Atasthalistis pyrocosma

Scientific classification
- Domain: Eukaryota
- Kingdom: Animalia
- Phylum: Arthropoda
- Class: Insecta
- Order: Lepidoptera
- Family: Gelechiidae
- Genus: Atasthalistis
- Species: A. pyrocosma
- Binomial name: Atasthalistis pyrocosma Meyrick, 1886
- Synonyms: Dichomeris pyrocosma;

= Atasthalistis pyrocosma =

- Authority: Meyrick, 1886
- Synonyms: Dichomeris pyrocosma

Species of moth

Atasthalistis pyrocosma is a moth in the family Gelechiidae. It was described by Edward Meyrick in 1886. It is found on New Guinea and Australia, where it has been recorded from Queensland.
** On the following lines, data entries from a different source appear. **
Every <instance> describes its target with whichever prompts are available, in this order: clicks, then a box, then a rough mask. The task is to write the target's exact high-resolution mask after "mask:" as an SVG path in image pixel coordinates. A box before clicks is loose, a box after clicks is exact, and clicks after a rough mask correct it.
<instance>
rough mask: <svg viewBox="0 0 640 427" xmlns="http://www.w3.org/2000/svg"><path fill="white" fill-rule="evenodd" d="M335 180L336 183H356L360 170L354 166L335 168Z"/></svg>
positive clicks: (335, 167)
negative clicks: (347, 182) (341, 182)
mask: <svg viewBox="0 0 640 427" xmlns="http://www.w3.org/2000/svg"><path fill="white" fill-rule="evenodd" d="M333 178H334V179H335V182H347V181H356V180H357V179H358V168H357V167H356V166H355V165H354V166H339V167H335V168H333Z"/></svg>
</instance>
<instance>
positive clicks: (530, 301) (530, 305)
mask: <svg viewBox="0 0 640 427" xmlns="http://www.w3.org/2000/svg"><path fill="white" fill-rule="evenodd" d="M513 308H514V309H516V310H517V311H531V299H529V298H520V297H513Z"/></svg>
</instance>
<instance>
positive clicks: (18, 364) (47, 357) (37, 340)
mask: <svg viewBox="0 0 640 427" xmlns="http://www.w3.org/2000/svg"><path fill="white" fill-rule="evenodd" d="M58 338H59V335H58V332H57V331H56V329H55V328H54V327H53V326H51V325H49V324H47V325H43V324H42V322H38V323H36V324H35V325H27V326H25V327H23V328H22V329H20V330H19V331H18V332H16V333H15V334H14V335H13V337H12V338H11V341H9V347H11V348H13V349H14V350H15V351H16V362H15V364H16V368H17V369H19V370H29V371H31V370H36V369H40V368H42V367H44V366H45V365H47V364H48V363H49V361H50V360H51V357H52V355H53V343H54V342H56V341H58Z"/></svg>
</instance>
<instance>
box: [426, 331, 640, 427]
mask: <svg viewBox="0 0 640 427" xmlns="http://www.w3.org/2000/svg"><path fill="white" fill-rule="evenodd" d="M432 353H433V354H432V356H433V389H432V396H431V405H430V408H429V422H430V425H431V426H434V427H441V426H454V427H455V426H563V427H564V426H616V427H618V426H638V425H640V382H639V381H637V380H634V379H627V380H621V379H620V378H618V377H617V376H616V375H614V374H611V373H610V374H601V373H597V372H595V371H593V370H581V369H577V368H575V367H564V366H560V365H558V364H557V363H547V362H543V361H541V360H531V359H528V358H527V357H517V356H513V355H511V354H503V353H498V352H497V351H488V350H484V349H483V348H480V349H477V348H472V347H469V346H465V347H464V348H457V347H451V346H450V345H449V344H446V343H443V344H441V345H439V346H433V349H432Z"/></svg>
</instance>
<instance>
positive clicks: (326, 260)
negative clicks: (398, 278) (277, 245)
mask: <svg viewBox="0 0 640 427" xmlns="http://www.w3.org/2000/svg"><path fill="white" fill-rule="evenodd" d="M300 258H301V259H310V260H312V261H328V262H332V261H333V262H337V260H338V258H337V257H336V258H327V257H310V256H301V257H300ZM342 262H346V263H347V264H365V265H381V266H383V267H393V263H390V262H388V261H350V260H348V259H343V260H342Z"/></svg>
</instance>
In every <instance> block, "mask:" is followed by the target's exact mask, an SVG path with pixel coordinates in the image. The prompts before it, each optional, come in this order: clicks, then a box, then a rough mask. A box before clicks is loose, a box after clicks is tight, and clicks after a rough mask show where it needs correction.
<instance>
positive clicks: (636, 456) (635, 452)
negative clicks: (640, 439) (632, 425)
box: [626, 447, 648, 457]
The wingspan is about 22 mm. The forewings are black, slightly purplish tinged with a rather narrow pale whitish-yellow streak close beneath the costa from the base to four-fifths, leaving the costal edge black, attenuated at the apex. There is a minute yellow-whitish costal dot near beyond the apex of this and a deep orange hindmarginal fascia from the apex to the anal angle, moderate on the costa, gradually attenuated to a point beneath. There is also an interrupted black hindmarginal line. The hindwings are bright orange with a large blackish apical patch, bounded by a slightly curved line from three-fifths of the costa to the middle of the hindmargin.